Mi sembrò fantastico, era in analisi da sette anni, e aveva due anni meno di me. Le cose cominciavano a farsi interessanti, mi innamorai soprattutto delle fobie che avevamo in comune.
Avevo dimenticato, o meglio, ho imparato dopo, che i narcisisti sono dei grandi seduttori, …naturalmente io sono un’eccezione.
Cominciò un periodo di alti e bassi, in cui lui dichiarava di essere disperatamente attratto da me, ma per oscuri e imprescindibili motivi era meglio che rimanessimo solo amici. Lui non era fatto per stare con una ragazza, cito testualmente.
Io mi emozionavo, pensavo al suo spirito di sacrificio e mi crogiolavo nelle fantasie dei miei e dei suoi “ipotetici cedimenti”. Seguivano telefonate piene di battute e sottointesi e considerando che abitava fuori città, le interurbane si sprecavano. Ormai non sapevo più come tenere a bada i miei genitori inferociti per le bollette. Io sognavo, immaginavo, speravo, che sì, forse un giorno, dopo quelle sublimi sofferenze, ci sarebbe stato… L’AMORE!
Mi sembrava bellissimo, raccontavo a tutti che avevo conosciuto un tipo che faceva il surfista, non potevo farne a meno, e mi sperticavo nei dettagli anche microscopici, inerenti al caso. A chi mi faceva notare che, considerando il nostro mare, il surf o si faceva a vela o si vedeva al cinema, obiettavo sdegnata che …no, lui si spostava anche all’estero… e via delirando, come se da ciò dipendesse la mia reputazione.

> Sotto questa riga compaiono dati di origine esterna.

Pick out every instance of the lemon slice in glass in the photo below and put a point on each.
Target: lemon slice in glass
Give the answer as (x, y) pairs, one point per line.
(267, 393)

Credo con questa storia di aver nauseato tutti i miei amici, e non per il mal di mare!!
Un giorno andammo in treno a Torino a visitare una mostra, ma con mio sommo disappunto, non accadde nulla. Accadde tutto quando decisi su suo invito di andarlo a raggiungere ove risiedeva e studiare con lui.
Dimenticavo, era ossessionato dallo studio, l’unica ossessione che non avevamo in comune.
Quella mattina presi il treno prestissimo, insieme ad una scolaresca che cantava canzoni di Cristina D’avena, fu un viaggio atroce, scesi bombardata da quelle vocine che non si sarebbero arrestate a metà di un ritornello nemmeno se il treno avesse deragliato. Il resto della giornata fu in tema.
L’“uomo della mia vita” tentò un approccio (ragazzi che goffo!), a casa sua. Io, ormai rassegnata alla sua amicizia, ero andata a trovarlo senza nemmeno depilarmi le gambe, ma lui non arrivò a scoprirlo, perché le sue mani si arrestarono molto prima, diciamo a metà strada.
Non accadde nulla di particolare, ma dopo quell’eccesso di “passione” ci ricomponemmo, decidendo che era meglio fermarci e tornare in biblioteca(!!!).
Che degni esseri ligi al dovere!
Diciamo invece che lui era terrorizzato e io pensavo al Depilsoap.